In [28]:
import datetime as dt
import pandas as pd
import numpy as np

import plotly.io as pio
import plotly.express as px
import plotly.graph_objects as go

#read your mapbox credentials from creds.py
from creds import *

px.set_mapbox_access_token(mapbox_access_token)

In [46]:
df = pd.read_excel("DataPanelWHR2021C2.xls")
df.rename(columns={"Healthy life expectancy at birth": "Healthy life expectancy (Age)"}, inplace=True)

## Figure 1: Countries per Year Visualization ##

Start by organizing the data by year using sort_values.

In [30]:
df_by_year = df.sort_values("year")

Create a histogram using plotly express that displays the number of countries with data collected each year.

In [31]:
fig = px.bar(df_by_year.year.value_counts(), title="World Happiness Report: Countries with Data Collected per Year", 
             labels={'index':'year','value':'# of Countries with Data'}, hover_data={'variable':False})
fig.show()

This visualization tells us that certain years have less data, most notably 2005 and 2020. In order to ensure a relatively consistent sample size of countries, it makes sense to use the years 2011 to 2019 which is in accordance with the World Happiness Report's official publications starting in 2012 (for the year 2011).

In [32]:
pio.write_html(fig, "Countries_Per_Year.html", full_html=False) #export this figure as an html file for the web page

## Figure 2: Global Choropleths ##

This will create in total 19 choropleths for all the countries included: one for each column with a slider for years (9 total), and one for each year with a dropdown to select a column (10 total). Ideally these 19 could be combined into a single choropleth with both a slider for years and a dropdown for columns, however, due to the nature of bool visibility for traces this does not seem possible. The slider and dropdown features use separate trackers for which trace should be visible and so moving the slider would change the trace based on the slider's visibility mask but would not take into account the visibility mask of the dropdown. This is unfortunate as one graph would be much nicer to look at and interact with than 19, but at the moment I am incapable of resolving this issue.

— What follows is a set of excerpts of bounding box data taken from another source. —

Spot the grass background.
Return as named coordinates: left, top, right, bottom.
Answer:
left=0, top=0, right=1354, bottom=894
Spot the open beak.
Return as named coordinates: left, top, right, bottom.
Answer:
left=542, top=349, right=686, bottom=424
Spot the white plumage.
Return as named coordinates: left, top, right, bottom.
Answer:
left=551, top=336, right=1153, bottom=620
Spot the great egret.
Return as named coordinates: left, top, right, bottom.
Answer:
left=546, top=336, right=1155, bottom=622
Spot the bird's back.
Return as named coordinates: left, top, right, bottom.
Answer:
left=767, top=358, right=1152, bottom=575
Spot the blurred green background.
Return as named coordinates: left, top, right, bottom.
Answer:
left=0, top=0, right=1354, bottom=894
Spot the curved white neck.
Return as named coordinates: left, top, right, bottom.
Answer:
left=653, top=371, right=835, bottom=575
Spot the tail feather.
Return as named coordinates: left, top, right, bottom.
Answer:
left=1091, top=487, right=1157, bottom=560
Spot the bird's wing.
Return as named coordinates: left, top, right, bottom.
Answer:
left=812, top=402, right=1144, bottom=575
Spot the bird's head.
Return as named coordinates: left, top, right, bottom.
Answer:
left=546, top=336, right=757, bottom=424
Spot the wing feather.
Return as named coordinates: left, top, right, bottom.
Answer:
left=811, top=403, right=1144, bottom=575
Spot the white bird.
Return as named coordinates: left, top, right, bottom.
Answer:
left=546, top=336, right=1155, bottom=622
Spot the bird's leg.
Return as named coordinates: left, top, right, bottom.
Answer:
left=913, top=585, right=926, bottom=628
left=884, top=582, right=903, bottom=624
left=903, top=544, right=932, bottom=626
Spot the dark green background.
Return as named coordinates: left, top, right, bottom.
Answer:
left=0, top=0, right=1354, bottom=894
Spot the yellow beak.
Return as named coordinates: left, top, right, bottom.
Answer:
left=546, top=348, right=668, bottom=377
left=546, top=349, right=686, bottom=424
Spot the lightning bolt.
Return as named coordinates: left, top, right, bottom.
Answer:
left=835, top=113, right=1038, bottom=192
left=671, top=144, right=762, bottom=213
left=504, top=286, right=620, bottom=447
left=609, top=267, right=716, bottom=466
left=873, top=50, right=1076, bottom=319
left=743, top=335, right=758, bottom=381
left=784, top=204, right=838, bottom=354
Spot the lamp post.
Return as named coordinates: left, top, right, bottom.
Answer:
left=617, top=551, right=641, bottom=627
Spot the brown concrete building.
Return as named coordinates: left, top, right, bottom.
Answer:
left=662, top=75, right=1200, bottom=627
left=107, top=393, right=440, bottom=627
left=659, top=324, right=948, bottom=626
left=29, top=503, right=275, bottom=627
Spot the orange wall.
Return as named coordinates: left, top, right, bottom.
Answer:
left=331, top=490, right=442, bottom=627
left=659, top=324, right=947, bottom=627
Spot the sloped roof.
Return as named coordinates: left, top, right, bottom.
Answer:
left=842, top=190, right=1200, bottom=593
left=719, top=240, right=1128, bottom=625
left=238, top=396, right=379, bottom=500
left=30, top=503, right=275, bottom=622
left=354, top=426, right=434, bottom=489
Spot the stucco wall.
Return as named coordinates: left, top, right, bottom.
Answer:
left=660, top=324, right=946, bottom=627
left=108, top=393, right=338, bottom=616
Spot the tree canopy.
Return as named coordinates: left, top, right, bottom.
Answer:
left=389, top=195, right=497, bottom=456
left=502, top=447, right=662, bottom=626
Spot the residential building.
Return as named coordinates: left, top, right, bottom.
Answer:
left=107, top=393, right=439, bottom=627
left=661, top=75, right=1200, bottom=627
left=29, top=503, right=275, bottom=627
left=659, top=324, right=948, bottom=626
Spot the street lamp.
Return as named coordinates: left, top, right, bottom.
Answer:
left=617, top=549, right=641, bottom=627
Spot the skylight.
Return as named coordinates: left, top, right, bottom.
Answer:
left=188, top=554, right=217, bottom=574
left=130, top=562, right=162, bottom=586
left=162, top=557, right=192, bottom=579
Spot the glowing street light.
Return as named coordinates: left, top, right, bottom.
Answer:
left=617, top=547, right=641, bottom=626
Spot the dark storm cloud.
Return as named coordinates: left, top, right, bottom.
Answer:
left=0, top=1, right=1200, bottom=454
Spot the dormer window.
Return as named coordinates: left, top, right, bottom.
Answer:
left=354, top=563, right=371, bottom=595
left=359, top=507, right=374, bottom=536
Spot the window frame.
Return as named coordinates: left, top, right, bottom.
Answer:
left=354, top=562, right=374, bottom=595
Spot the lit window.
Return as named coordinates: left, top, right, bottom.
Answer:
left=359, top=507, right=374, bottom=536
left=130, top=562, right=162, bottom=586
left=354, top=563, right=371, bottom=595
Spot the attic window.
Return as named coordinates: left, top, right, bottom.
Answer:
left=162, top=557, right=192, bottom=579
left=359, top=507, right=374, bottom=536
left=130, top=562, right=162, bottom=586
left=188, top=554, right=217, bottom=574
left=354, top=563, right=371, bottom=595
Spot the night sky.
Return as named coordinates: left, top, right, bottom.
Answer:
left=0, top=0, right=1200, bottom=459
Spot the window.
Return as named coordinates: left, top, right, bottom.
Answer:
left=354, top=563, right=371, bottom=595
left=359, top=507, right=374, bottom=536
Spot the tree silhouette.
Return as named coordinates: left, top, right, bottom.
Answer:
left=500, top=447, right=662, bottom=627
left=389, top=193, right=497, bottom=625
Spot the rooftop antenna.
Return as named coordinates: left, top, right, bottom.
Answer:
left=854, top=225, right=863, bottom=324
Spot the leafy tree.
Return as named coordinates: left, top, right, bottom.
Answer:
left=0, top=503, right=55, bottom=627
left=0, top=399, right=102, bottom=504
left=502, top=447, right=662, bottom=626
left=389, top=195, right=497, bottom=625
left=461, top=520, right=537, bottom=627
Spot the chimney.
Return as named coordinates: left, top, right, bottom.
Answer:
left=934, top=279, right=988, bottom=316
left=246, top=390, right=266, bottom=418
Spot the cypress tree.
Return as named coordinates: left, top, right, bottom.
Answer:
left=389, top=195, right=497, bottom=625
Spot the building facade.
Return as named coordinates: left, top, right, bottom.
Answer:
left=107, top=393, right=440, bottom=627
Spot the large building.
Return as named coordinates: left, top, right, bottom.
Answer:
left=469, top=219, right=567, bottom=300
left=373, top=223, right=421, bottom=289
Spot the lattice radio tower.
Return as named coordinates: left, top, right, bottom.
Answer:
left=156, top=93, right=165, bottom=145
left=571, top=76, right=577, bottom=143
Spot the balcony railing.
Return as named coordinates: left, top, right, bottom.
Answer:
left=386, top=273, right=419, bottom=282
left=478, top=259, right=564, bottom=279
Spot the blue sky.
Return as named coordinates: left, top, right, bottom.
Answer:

The first step to enable choropleth visualizations is adding the necessary geojson codes for each country to our data as the World Happiness Report does not include this data. The following csv does include the proper codes.

In [47]:
df_country_codes = pd.read_csv("2014_world_gdp_with_codes.csv")

We will merge our WHR data with the geojson codes and drop the other columns added in the merge.

In [48]:
df_with_codes = df.merge(df_country_codes, how="inner", left_on="Country name", right_on="COUNTRY")
df_with_codes.drop(["GDP (BILLIONS)","COUNTRY"], axis=1, inplace=True)

This function simplifies our code for the actual graph as both the sliders and dropdowns use essentially the same dictionary to determine the label, visible traces, and annotations that are displayed.

In [49]:
def slider_dict(label, visibles, annotation1, annotation2):
    return {'method': 'update', 'label':label,'args':[{'visible': visibles}, {'annotations': [annotation1, annotation2]}]}

This next segment initializes the lists to be used for both the slider and dropdown graphs.
- FIELDS creates a 10x10 list of lists that serves as the visibility mask for both slider and dropdown (although the dropdown excludes the last row and column as there are only 9 columns to be selected by dropdown)
- COLORSCALES is a list of different plotly colorscales that the choropleth accepts and changes its color. The ones in this list are my personal favorites and my reason for including multiple colors is to provide visual feedback to the viewer so that they can easily see when they are looking at graphs for different columns. The last two columns are the same to the show the connection between positive and negative affect.
- GRAPH_COLUMNS selects the columns from the WHR data that have information worth graphing, i.e. dropping the country name, year, and geojson code and leaving all the rest.

In [50]:
fields = np.zeros(100, dtype=bool)
fields = fields.reshape(10,10)
n=0
for i in range(10):
    fields[i][n]=True
    n+=1
    
colorscales = ['aggrnyl', 'agsunset', 'bluered', 'viridis', 'rdpu', 'pinkyl', 'plasma', 'plotly3', 'plotly3']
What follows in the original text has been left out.